Seawater is a very corrosive liquid and there is an increasing trend to use high alloy stainless steels, nickel alloys or titanium, because of their high resistance to corrosion and the consequent reduction in maintenance costs, particularly offshore. The most common high alloy stainless steels are superduplex (Fe/25Cr/7Ni/3.5Mo/0.25N/0.7Cu/0.7W) and 6%Mo austenitic (Fe/20Cr/18-25Ni/6Mo/0.2N/0.7Cu). Commonly used nickel alloys include alloys 625 (Ni/20Cr/9Mo/3.5Nb) and alloy C-276 (Ni/15Cr/15Mo/3W). Titanium is usually used as commercially pure grades 1 or 2 and also grade 5 (Ti/6Al/4V), where higher strength is required.

All of these alloys have a high resistance to pitting and crevice corrosion in seawater. Some complex components require parts to be made of different alloys and the question then arises as to the risk of galvanic corrosion between these alloys. Research in a number of laboratories has shown that all of these alloys can be safely connected together in seawater, provided none of the alloys is working outside its limits of use.

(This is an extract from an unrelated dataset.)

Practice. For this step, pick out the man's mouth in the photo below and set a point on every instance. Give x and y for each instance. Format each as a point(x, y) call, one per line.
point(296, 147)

In fact the work extended to cover all nickel-chromium alloys, where the molybdenum content exceeded 7wt%, and also all titanium alloys. Superduplex stainless steel piping has been safely connected to titanium plate heat exchangers on offshore platforms for many years. Piping in 6%Mo alloys has been safely connected to flanges overlaid with a range of nickel alloys, including alloys C-276 and alloy 686 (Ni/21Cr/15Mo/3.5W).
 

It is fairly well known that copper alloy heat exchanger tubes can suffer hot-spot corrosion in seawater. This usually occurs when seawater flows are low, < 0.5m/s, and process side temperatures are high. This typically occurs in clean seawater when local tube wall temperatures are ~130°C. When the seawater is polluted with sulphides, even at low concentrations, (<1mg/L), the threshold temperature decreases to 75 to 100°C.

What is less well known is that small amounts of ammonia in the seawater (1 to 2mg/L) can also cause hot spot attack. The ammonia is present as a pollutant and the seawater flow in the heat exchanger tubes does not need to be that low. Failures have been seen in heat exchangers with a nominal flow rate of 2m/s. In addition, the threshold temperature is very low and attack has been seen in tubes with very small heat transfer rates. The attack takes the appearance of rather broad pitting, which is deep in places. The pits are filled with copper oxide and there is metallic, re-deposited copper either at the base of the pit or mixed in with the copper oxide.

The alloy most susceptible to this form of attack is 90/10 copper-nickel, while the alloy most resistant (but not immune) is aluminium brass. The photo below shows pitting of 90/10 copper-nickel in the as-received condition and after acid cleaning. Once the tubes form a protective film in clean seawater, it is much harder to initiate hot-spot attack. Ferrous sulphate dosing at start-up can assist in the formation of protective films.

                             As-Received                                                  Acid Cleaned
 

Austenitic stainless steels are widely used in the process industries because of their corrosion resistance, ductility and weldability. As corrosion processes become more aggressive it has been usual to switch from a low alloy, such as 304L or 316L, to other austenitic alloys with more molybdenum and, sometimes, nitrogen.

Austenitic alloys contain significant quantities of nickel and molybdenum, which are both expensive. There is now a full range of duplex stainless steels, with lower nickel and molybdenum contents, and, hence, a lower cost. A cost comparison in summer 2012 for hot rolled 10mm plate showed that if 316L is 1.0, 2101 duplex was 0.8. Similarly, 6%Mo austenitic was 3.1, while superduplex was 1.5.

For every austenitic stainless steel there is a duplex stainless steel with similar corrosion resistance and much higher strength, offering further potential cost savings. The modern duplex stainless steels are fully weldable with good toughness and ready availability in a wide range of product forms. Below are some common austenitic alloys with their duplex equivalents.

            AUSTENITIC                               DUPLEX
                 316L                                   2101/ 2003

            317L/ 904L                                  2205

                6%Mo                                   Z100/ 2507

Many brasses are subject to dezincification, particularly hot stamping and die-casting brasses. The use of dezincification resistant brass usually solves this corrosion problem. This water meter body failed because the level of impurities was too high and changed the structure of the brass to one susceptible to dealloying. The use of a corrosion test to BS EN ISO 6509 would have demonstrated the unsuitability of this composition in aggressive waters.

This pump shaft in nickel-copper alloy K-500 failed by corrosion fatigue. The fatigue started at a pit caused by crevice corrosion in seawater, something that this alloy can be susceptible to. The pit then acted as a stress raiser, which increased local stresses sufficiently to initiate fatigue. This was an expensive failure as significant damage was done to the pump internals when the failure occurred.